I disagree that switching schools won't help. One of the problems with selective mutism is that peers begin to expect the child not to talk. When the child does speak, it may elicit reactions of surprise from peers. From personal experience, I know that these reactions are very uncomfortable to a person with selective mutism. At a new school, peers won't have these expectations. The Wikipedia page for selective mutism actually does mention switching schools as part of treatment, but it also has this cautionary statement:
However, changing school is worth considering only if the alternative
environment is highly supportive, otherwise a whole new environment
could also be a social shock for the individual and/or deprive them of
any friends or support they have currently.
I do agree with Leopoldo Sparks that early treatment is best and that you should seek professional treatment, but I think you need to consider how the child will react to treatment. From personal experience, I know that there is a chance seeking treatment will cause a backlash: When my parents tried to get me treatment for selective mutism in middle school, I was very offended and angry at them and refused to cooperate. According to The Older Child or Teen with Selective Mutism children of eight or nine years old are considered to be older children and will be able to see through some treatments as attempts to get them to speak, and they might resist treatment.

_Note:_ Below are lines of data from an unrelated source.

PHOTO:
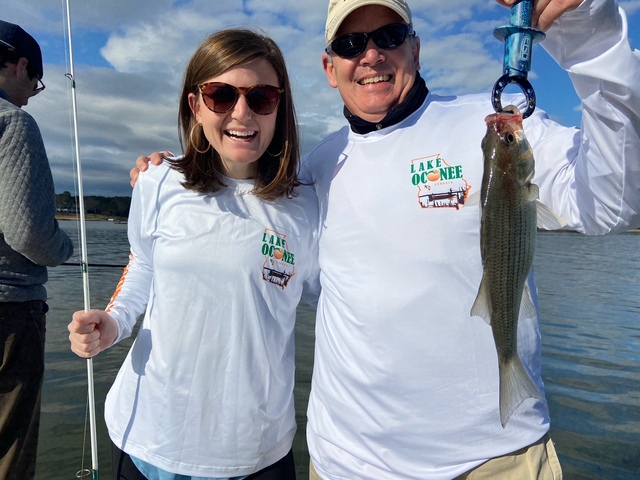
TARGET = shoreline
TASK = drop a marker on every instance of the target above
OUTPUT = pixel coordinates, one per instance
(91, 217)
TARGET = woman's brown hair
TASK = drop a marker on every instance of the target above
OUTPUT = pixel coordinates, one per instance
(278, 166)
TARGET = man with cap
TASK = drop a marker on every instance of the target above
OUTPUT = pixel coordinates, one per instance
(405, 381)
(30, 240)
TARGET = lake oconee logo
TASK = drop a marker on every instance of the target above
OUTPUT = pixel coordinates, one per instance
(440, 185)
(278, 267)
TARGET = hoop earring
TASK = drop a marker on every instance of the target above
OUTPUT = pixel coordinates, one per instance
(193, 144)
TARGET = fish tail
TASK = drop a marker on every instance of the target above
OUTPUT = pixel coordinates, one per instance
(515, 387)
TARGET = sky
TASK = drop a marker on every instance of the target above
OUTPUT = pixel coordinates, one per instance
(129, 57)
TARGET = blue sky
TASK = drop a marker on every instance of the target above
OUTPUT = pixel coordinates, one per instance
(129, 56)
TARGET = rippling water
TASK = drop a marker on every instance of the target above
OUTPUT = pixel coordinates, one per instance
(590, 303)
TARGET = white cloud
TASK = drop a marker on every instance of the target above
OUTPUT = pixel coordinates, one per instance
(133, 54)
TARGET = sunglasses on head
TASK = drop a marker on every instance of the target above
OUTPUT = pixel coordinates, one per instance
(387, 37)
(222, 97)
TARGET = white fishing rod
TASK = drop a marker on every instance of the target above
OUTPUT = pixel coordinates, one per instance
(83, 252)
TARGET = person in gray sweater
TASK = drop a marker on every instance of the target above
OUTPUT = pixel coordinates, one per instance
(30, 241)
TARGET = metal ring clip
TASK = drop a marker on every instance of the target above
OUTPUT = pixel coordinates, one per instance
(523, 83)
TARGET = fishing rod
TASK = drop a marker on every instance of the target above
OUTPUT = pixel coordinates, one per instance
(99, 265)
(83, 255)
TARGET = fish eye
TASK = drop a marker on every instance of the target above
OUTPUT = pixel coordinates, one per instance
(509, 138)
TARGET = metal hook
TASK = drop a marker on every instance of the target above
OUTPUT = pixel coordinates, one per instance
(518, 38)
(523, 83)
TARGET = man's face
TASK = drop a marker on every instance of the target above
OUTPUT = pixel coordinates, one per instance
(377, 79)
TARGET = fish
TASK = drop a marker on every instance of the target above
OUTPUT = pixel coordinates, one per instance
(510, 215)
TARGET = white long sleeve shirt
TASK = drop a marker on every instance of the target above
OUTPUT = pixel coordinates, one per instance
(207, 387)
(405, 382)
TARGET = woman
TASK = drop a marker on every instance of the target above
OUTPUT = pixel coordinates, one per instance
(223, 241)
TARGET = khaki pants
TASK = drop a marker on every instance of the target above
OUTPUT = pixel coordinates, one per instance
(535, 462)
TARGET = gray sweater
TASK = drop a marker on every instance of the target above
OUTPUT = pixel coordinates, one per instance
(30, 237)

The article goes on to suggest that older children need to be in control of their own treatment, which I think is true. My advice would be to be very open and supportive with your child when seeking treatment. You need to tell her that you're trying to help her and make sure she agrees to treatment rather than trying to force her. As for determining whether to switch schools, I would ask the child if she thinks that would help and have her make that choice. You said she was bright, so you might even be able to use the opportunity to find a school with a better curriculum.